Company burial: A lucrative business model?
The (solvent) liquidation of companies is generally permissible and also common practice. However, the transfer of companies in financial distress to third parties can also be classified as an attempt to deceive creditors, conceal assets and thus ultimately remove them from the reach of creditors. This can have criminal consequences, especially if the transfer is made with fraudulent intent.
In the case discussed here, the liquidation of the companies took place entirely outside the scope of insolvency law, as planned. The companies were liquidated without ever filing for insolvency, even though this should have been done on numerous occasions (delayed insolvency, Section 15a InsO). In the course of the liquidation, the defendant also unlawfully appropriated numerous assets of the companies to be liquidated via the Bulgarian limited liability company (which held the shares in the companies to be restructured) (bankruptcy offenses).
Liability of the (de facto) managing director: Are there any risks here?

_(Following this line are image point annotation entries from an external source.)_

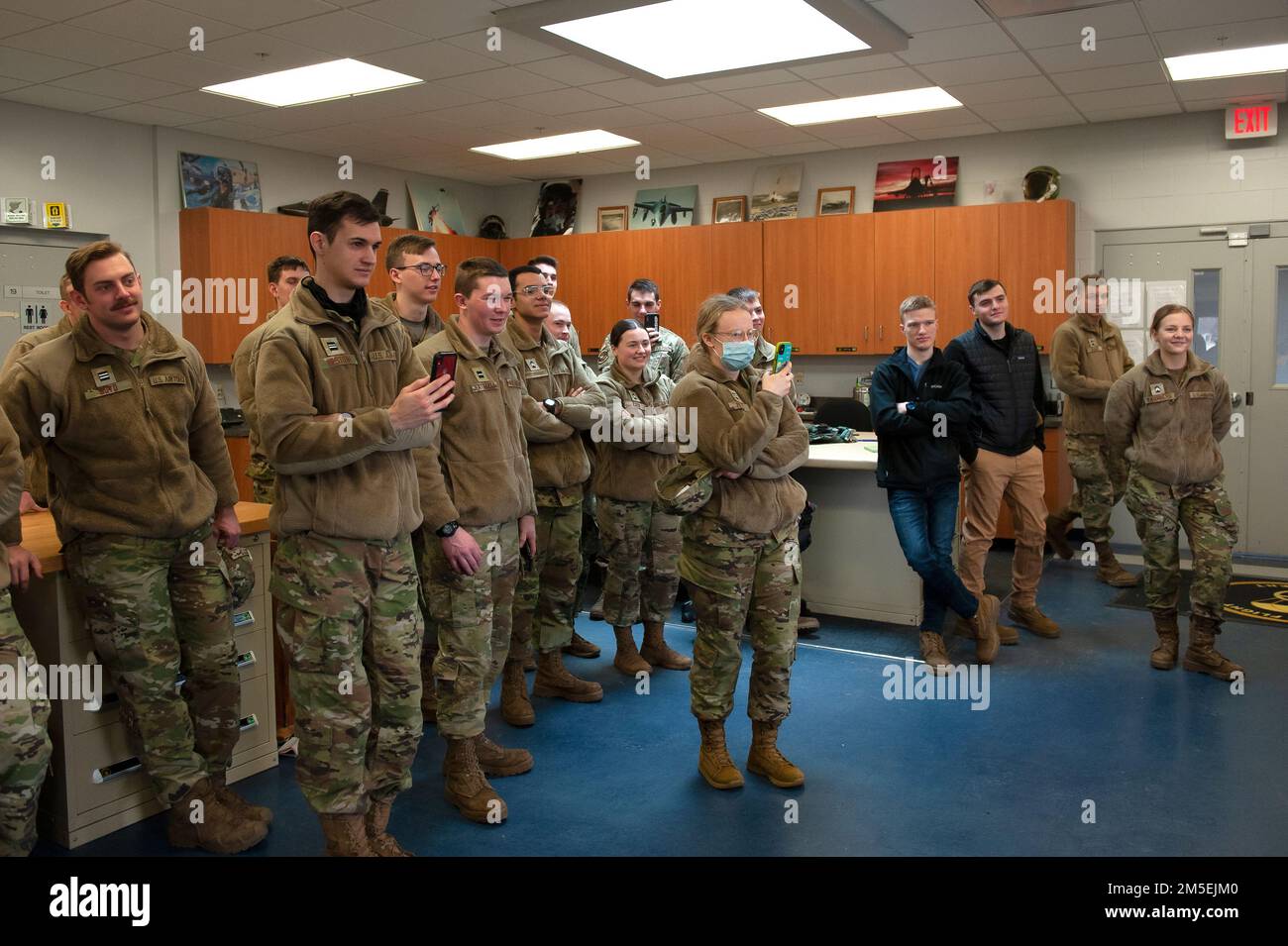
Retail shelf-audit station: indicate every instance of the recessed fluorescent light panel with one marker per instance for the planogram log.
(322, 82)
(1228, 62)
(688, 38)
(557, 146)
(864, 106)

Managing directors bear a special responsibility and can be held personally liable (i. e., also criminally liable) for misconduct. They are suitable perpetrators of the (therefore so-called) "special offenses" of delaying insolvency and bankruptcy. If, as in the case discussed, a straw man is appointed as managing director, the question arises as to whether only the straw man or also the person behind him who is pulling the strings can be considered a suitable perpetrator of the special offences in question.
The straw man often has no actual decision-making authority and merely serves to conceal the control of the actual (behind-the-scenes) puppet master.

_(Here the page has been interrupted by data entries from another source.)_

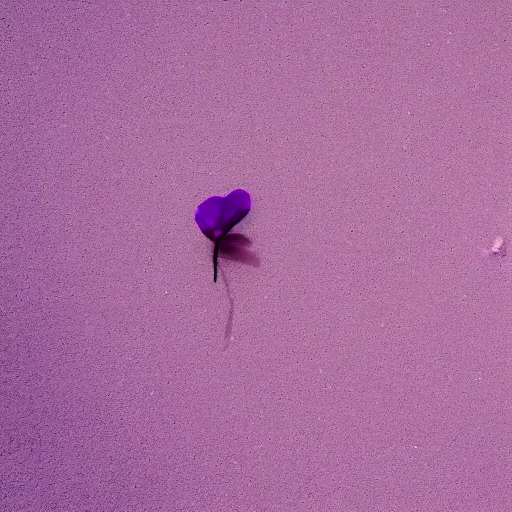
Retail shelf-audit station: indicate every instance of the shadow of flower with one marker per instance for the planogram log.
(233, 247)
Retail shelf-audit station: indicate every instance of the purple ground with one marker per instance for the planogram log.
(361, 360)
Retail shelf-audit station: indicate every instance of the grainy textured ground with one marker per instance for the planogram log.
(361, 359)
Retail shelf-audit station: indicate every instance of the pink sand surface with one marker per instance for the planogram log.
(359, 360)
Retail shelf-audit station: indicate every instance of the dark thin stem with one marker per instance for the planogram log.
(215, 258)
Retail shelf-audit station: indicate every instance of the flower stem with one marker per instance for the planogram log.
(215, 258)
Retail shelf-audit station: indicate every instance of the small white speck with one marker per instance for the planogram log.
(498, 244)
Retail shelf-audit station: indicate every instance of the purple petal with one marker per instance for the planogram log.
(218, 215)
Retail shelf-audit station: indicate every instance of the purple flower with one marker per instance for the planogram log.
(217, 215)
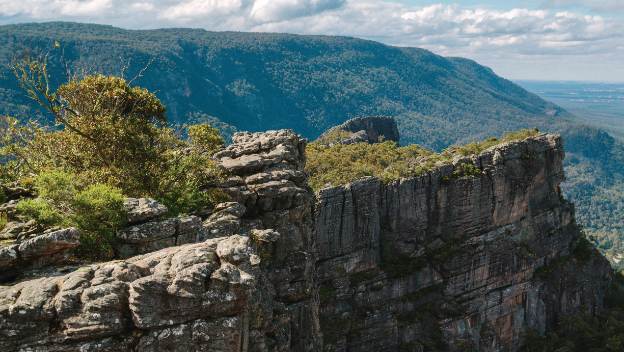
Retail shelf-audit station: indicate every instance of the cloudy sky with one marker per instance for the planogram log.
(530, 39)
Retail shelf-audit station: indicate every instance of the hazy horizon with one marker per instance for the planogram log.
(551, 40)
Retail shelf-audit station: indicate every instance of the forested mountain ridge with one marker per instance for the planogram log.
(259, 81)
(310, 83)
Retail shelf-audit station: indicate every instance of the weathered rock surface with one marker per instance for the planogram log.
(371, 129)
(437, 259)
(37, 252)
(154, 235)
(140, 210)
(198, 297)
(431, 263)
(268, 179)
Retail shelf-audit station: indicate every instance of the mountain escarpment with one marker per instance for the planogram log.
(443, 261)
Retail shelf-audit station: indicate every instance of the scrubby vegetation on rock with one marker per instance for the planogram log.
(337, 164)
(110, 141)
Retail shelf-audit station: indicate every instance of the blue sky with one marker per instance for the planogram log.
(531, 39)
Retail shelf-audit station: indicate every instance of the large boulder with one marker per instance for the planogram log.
(37, 252)
(373, 129)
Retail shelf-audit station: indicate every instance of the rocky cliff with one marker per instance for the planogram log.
(248, 285)
(437, 262)
(372, 129)
(475, 260)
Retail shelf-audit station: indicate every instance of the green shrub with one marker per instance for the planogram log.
(39, 210)
(56, 185)
(339, 164)
(98, 213)
(188, 183)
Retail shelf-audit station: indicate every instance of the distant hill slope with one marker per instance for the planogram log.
(309, 83)
(252, 81)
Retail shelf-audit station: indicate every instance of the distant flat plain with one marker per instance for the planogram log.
(596, 104)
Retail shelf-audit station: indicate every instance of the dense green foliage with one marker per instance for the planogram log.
(337, 164)
(111, 140)
(595, 183)
(41, 210)
(96, 209)
(268, 81)
(114, 134)
(253, 81)
(98, 212)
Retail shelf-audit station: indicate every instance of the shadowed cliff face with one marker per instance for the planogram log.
(475, 261)
(437, 262)
(247, 285)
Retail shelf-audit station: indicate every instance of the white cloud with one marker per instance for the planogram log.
(496, 37)
(280, 10)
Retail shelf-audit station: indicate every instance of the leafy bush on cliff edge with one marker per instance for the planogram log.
(110, 140)
(338, 164)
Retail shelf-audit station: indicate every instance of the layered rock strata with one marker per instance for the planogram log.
(248, 286)
(475, 260)
(450, 260)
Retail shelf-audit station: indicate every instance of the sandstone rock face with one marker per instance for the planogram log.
(248, 286)
(371, 129)
(199, 297)
(432, 263)
(140, 210)
(472, 261)
(37, 252)
(269, 183)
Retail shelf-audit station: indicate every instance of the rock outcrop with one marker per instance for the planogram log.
(37, 252)
(371, 129)
(443, 261)
(476, 261)
(247, 286)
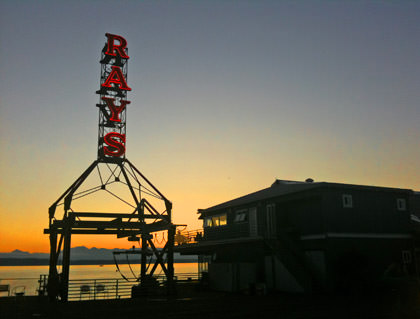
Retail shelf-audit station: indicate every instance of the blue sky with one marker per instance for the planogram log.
(226, 96)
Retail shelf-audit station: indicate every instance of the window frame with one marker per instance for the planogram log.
(401, 204)
(347, 200)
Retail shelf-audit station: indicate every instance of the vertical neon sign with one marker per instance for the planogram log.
(113, 99)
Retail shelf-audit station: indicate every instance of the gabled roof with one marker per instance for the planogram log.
(278, 188)
(283, 187)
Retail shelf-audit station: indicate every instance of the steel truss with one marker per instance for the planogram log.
(139, 223)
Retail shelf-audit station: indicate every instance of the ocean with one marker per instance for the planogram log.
(27, 276)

In the present decision, the Federal Court of Justice clarifies that the examination of whether or not a de facto managing director exists cannot be carried out on the basis of a scheme and a fixed set of criteria. In the opinion of the Senate, it is rather decisive to examine whether tasks typical of a managing director were actually performed, based on the specific activities and the specific situation. It points out that the respective situation is decisive and that, for example, in the case of "company burials," external appearances are not necessary to determine the de facto position within the organization – unlike, for example, in the case of advertising companies.

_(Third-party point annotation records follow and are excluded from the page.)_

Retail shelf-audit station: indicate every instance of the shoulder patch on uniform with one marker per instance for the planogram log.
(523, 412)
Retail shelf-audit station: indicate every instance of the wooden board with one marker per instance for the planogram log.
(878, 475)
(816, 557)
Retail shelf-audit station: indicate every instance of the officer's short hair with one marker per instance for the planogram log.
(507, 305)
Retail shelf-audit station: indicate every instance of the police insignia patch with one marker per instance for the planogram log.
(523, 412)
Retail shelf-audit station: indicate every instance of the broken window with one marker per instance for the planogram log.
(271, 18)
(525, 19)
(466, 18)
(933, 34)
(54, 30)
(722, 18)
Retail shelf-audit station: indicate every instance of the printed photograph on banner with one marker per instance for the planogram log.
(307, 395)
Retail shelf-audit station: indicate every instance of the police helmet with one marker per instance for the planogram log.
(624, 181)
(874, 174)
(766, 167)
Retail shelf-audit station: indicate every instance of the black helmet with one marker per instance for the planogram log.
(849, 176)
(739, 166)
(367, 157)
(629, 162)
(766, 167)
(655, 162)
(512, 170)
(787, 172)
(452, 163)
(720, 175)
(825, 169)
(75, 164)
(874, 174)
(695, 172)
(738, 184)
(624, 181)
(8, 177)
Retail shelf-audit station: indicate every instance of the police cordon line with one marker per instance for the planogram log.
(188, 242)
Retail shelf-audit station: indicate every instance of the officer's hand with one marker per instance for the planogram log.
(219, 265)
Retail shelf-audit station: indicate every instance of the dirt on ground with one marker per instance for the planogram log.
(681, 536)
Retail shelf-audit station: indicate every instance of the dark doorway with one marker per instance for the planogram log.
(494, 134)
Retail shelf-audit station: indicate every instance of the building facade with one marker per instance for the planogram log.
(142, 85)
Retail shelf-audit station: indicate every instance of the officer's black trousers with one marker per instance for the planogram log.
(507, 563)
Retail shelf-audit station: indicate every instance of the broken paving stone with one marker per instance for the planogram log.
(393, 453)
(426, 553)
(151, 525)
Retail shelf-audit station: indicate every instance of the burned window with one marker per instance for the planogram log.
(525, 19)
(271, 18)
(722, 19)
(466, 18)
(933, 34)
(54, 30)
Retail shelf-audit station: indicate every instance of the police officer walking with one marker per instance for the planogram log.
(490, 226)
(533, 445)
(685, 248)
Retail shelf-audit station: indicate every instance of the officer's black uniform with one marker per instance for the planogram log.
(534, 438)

In the present case, the decisive indication for assuming typical management tasks was that the defendant always retained control over all essential processes and did not pass on any information to the actual managing director. If he did so, this had no influence on the processing, as the formal managing director appointed did not have the legal or economic knowledge to understand the processes.
Practical tip
The flexible and case-by-case examination of the requirements for de facto executive status required by the Federal Court of Justice increases the risk of criminal conviction for masterminds who deliberately remain outside the formal executive structure.
This applies not only to cases designed from the outset to illegally dissolve a company, but also to legal restructuring characterized by uncertainty and considerable dynamism.
Legal advice should be sought at an early stage, even if there are signs of economic difficulties and a consequent risk of insolvency, in order to avoid potential liability not only for the managing director, but also for dominant shareholders or other responsible persons. Particularly in monistic or personally influenced shareholder structures, shareholders are well advised to respect the core area typical of managing directors and not to interfere in it.